Being a mere 5”2, I was assigned a tiny board compared to the giants my buddies were given. Gripping the oversized board’s waxy surface under one arm, we approached the beach. “Remember it’s a strong reef break, so don’t detach the board from your ankle or it’ll smash,” Jeremy warned. Furrowing my brow in the face of the glaring sunlight, made brighter by the glistening blue ocean, I witnessed waves taller than I crash powerfully like shattering ice, tumbling one after the other. It was at this moment Jeremy decided to mention: “Encuentro beach is not the best place for a beginner really. The wave break is so quick” Brilliant. Now he tells me. Struggling awkwardly through the thick sand in my rubber booties, I could feel my arms warm and redden already. We had reached our surf spot.

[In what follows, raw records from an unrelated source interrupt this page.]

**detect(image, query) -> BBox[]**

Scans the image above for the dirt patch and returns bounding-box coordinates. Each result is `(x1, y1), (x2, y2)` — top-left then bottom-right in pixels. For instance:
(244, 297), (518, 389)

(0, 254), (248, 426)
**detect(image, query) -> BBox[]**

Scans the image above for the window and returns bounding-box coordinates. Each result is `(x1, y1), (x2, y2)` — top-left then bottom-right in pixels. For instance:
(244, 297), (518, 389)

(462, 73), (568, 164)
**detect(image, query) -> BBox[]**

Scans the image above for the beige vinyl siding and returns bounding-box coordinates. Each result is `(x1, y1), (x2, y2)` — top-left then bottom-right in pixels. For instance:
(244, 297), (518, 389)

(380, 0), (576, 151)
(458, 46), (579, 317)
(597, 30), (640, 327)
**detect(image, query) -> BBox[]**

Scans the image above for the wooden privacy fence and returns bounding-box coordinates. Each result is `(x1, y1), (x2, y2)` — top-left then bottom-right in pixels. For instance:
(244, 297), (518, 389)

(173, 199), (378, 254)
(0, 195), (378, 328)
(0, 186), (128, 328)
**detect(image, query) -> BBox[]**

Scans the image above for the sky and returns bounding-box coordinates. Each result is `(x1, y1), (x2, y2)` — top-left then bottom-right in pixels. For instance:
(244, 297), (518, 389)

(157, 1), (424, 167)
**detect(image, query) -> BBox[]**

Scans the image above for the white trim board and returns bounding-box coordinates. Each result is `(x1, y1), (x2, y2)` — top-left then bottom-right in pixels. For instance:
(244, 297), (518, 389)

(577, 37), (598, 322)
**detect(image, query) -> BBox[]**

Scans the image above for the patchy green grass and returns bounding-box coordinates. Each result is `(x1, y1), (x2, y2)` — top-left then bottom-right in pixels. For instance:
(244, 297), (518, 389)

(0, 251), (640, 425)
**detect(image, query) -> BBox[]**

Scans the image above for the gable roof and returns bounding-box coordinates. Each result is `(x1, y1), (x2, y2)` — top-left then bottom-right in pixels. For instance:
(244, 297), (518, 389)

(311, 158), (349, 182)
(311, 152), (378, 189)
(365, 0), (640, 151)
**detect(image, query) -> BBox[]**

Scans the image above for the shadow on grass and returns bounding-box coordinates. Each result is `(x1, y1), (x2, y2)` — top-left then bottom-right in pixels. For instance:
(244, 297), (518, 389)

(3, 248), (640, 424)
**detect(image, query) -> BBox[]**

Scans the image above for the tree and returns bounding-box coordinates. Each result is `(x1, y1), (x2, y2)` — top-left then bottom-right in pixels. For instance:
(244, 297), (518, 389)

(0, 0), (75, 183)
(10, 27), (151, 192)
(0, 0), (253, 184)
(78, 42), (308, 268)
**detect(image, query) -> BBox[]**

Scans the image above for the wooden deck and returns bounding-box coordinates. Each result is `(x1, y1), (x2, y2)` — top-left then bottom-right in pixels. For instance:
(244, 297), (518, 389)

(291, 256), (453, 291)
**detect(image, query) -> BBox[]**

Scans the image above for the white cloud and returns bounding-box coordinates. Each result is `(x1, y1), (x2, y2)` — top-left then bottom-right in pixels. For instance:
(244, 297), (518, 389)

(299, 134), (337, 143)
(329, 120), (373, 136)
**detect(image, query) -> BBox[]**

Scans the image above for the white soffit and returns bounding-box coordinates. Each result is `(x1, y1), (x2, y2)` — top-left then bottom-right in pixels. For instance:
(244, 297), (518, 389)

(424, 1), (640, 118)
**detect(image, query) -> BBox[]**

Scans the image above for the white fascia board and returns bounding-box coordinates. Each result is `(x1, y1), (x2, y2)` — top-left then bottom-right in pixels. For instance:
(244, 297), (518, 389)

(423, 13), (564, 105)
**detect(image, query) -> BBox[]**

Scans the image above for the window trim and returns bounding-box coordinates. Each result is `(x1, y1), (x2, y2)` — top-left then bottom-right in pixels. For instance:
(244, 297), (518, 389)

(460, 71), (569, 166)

No longer fear, this was sheer excitement. Splashing through the small torrents in the clearer waters, the rock beneath my feet surprised me. Golf ball sized purple urchins littered the ocean floor, making for a treacherous clamber– thus the unflattering footwear. At last I was out of my depth. Heaving myself onto the waxy board and lying on my front was easy enough. The struggle came with trying to catch a wave! Surfing involved a lot of waiting, I discovered. Breaking my neck to spot a ‘good wave’ whilst my skin was roasting and eyes stinging was painful. But I ventured on. Wave after wave came and went rhythmically; each time I fell the sea tasted saltier, the sun burnt stronger. But Jeremy urged me on, “It’s something you have to be patient with.”

I was ready to quit. But then, out of nowhere an almighty wave was surging temptingly, just metres behind me. I remember saying to myself “you can catch this one.” With all my strength I began to paddle, and as it neared I could feel the board forcing me up and forward. With a quick twist I positioned my feet one before the other and slowly rose. At that moment I knew I’d done it. The feeling of balancing on this powerful pull of nature, made my face beam with pride.

My run lasted until the wave crashed into nothingness, eradicating the means of my achievement. Trudging back onto the beach, wet hair in face, my friends cheered in celebration of my long awaited victory. Ellie: one, Ocean: nil! The rush of catching that wave was the highlight of my trip and beat white-water-rafting any day!